Key Player: Trent Mohrbutter, Vice President for Instruction, and Chief Academic Officer
Trent Mohrbutter led the initiative to improve faculty teaching performance, and established the Gen Ed Student Learning Outcomes Team (GSLOT), which includes faculty representatives from Communications, Computer Integrated Skills, and the Humanities course on Critical Thinking.
The Challenge: Improving Faculty Performance to Better Instill Foundational Skills in Students
NCC recognized that they had a moral imperative to cultivate strong foundational skills (critical thinking, communication, problem-solving, and information literacy), however students were not receiving adequate instruction in this area. Accrediting bodies require instructors to have a master’s degree in their discipline, but the more subjective question of whether or not they are “good teachers” is rarely prioritized. Mohrbutter realized that very few higher ed faculty have had actual training in instruction, and wanted to address this proactively.

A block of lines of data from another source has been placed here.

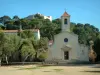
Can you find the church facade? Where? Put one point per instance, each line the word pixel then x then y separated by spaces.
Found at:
pixel 66 47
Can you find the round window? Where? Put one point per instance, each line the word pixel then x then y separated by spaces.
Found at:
pixel 65 40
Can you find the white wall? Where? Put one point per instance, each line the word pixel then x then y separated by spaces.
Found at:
pixel 55 52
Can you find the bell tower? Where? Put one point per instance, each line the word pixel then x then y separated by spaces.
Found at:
pixel 65 20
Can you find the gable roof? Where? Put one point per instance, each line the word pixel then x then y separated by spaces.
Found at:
pixel 65 14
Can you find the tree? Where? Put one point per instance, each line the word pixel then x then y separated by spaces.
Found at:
pixel 97 47
pixel 2 39
pixel 38 16
pixel 27 49
pixel 16 18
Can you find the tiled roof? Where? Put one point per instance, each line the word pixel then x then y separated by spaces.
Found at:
pixel 65 14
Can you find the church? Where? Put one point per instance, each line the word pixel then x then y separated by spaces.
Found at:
pixel 66 48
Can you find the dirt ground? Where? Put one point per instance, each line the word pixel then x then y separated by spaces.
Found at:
pixel 49 70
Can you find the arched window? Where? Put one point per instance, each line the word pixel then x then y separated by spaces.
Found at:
pixel 65 21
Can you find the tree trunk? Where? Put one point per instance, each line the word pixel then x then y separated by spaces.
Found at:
pixel 0 62
pixel 36 57
pixel 6 59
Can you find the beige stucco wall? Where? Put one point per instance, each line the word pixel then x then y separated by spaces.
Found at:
pixel 55 52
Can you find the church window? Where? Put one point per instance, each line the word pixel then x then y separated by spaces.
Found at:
pixel 65 40
pixel 66 55
pixel 65 21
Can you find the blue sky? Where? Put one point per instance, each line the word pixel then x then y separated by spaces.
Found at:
pixel 81 11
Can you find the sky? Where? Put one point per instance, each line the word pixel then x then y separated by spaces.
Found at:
pixel 81 11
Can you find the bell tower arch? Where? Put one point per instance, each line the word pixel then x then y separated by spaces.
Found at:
pixel 65 20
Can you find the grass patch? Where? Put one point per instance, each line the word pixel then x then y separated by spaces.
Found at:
pixel 31 68
pixel 58 70
pixel 92 71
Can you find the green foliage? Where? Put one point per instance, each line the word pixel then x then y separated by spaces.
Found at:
pixel 27 48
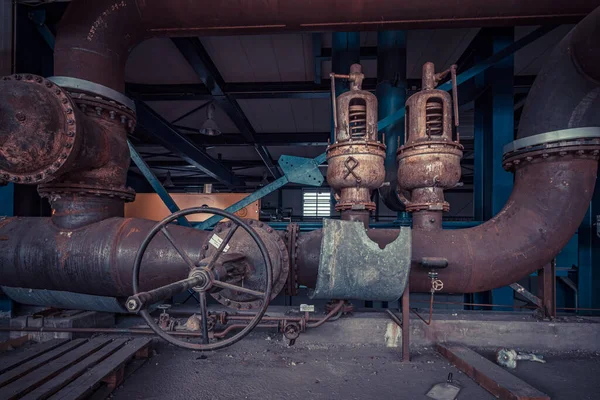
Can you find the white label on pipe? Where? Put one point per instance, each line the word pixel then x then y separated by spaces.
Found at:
pixel 216 241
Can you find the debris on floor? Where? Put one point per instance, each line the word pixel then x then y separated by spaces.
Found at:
pixel 444 391
pixel 508 358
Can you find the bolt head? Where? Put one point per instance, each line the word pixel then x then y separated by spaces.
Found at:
pixel 132 304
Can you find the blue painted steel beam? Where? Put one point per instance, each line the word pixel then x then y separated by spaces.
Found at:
pixel 155 183
pixel 589 256
pixel 391 96
pixel 7 197
pixel 391 88
pixel 38 17
pixel 317 44
pixel 478 68
pixel 183 147
pixel 198 58
pixel 296 170
pixel 494 127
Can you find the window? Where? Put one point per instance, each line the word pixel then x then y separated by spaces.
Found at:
pixel 316 203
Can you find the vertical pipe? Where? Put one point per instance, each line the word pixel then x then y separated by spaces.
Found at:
pixel 494 127
pixel 345 51
pixel 406 324
pixel 503 131
pixel 391 97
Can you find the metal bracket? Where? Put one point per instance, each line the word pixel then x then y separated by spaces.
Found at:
pixel 301 170
pixel 562 135
pixel 352 266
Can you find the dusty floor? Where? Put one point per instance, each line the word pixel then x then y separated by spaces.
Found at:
pixel 258 368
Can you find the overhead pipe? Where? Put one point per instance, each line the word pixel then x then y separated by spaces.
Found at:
pixel 551 192
pixel 548 202
pixel 94 38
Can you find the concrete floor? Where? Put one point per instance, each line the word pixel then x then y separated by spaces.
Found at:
pixel 259 368
pixel 263 367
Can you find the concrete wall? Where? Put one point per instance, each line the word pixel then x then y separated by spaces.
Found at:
pixel 461 204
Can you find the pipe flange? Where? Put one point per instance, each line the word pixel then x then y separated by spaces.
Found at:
pixel 81 85
pixel 52 191
pixel 430 147
pixel 370 206
pixel 272 239
pixel 412 207
pixel 59 141
pixel 355 147
pixel 577 142
pixel 95 99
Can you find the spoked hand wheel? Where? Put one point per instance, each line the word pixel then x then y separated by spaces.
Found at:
pixel 204 276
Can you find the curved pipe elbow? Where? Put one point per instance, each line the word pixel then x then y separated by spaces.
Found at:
pixel 545 209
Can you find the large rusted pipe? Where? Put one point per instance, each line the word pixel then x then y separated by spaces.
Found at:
pixel 93 259
pixel 550 195
pixel 94 38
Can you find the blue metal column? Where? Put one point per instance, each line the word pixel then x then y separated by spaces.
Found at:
pixel 345 51
pixel 589 256
pixel 391 94
pixel 494 127
pixel 7 194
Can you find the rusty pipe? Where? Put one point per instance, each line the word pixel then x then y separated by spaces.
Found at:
pixel 93 259
pixel 95 38
pixel 549 198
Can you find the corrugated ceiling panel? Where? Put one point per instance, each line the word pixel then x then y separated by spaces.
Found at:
pixel 443 47
pixel 262 58
pixel 228 55
pixel 530 59
pixel 171 110
pixel 158 61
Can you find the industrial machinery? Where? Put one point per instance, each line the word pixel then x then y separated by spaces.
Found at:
pixel 68 135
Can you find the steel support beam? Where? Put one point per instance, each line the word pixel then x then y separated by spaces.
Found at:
pixel 589 256
pixel 478 68
pixel 7 195
pixel 547 289
pixel 198 58
pixel 270 90
pixel 494 127
pixel 180 145
pixel 391 97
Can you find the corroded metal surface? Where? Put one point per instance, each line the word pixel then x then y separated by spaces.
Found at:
pixel 70 143
pixel 354 267
pixel 355 159
pixel 429 161
pixel 254 278
pixel 40 130
pixel 94 259
pixel 95 38
pixel 106 124
pixel 65 300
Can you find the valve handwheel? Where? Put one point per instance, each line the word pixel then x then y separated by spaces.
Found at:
pixel 202 278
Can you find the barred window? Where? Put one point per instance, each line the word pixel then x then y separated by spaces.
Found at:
pixel 316 203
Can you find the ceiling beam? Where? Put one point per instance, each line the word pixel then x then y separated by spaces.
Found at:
pixel 180 145
pixel 267 90
pixel 199 60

The Innovation: A Common Instructional Framework Leads to Increased Retention Levels
The GSLOT team builds a report every semester, analyzing skill areas that are a success, as well as those requiring improvement. This has led to the development of a common Instructional Framework around foundational skills, and a common Instructional Language for describing the skills. Using tools like Avid for Higher Education, NCC has worked to advance faculty’s ability to effectively teach foundational skills. From this program they have adopted several new strategies for helping students, including the creation of the Centers of Excellence, an unofficial writing center for students who need help in English and Reading.
Retention has greatly improved throughout this initiative: climbing from ~45%, to over 50%, and then all the way into the mid-70% range! By increasing retention, the campus has successfully increased FTE enrollments from 2800 to 3600 at a time when their five neighboring community colleges have lost 20-25% of their headcount.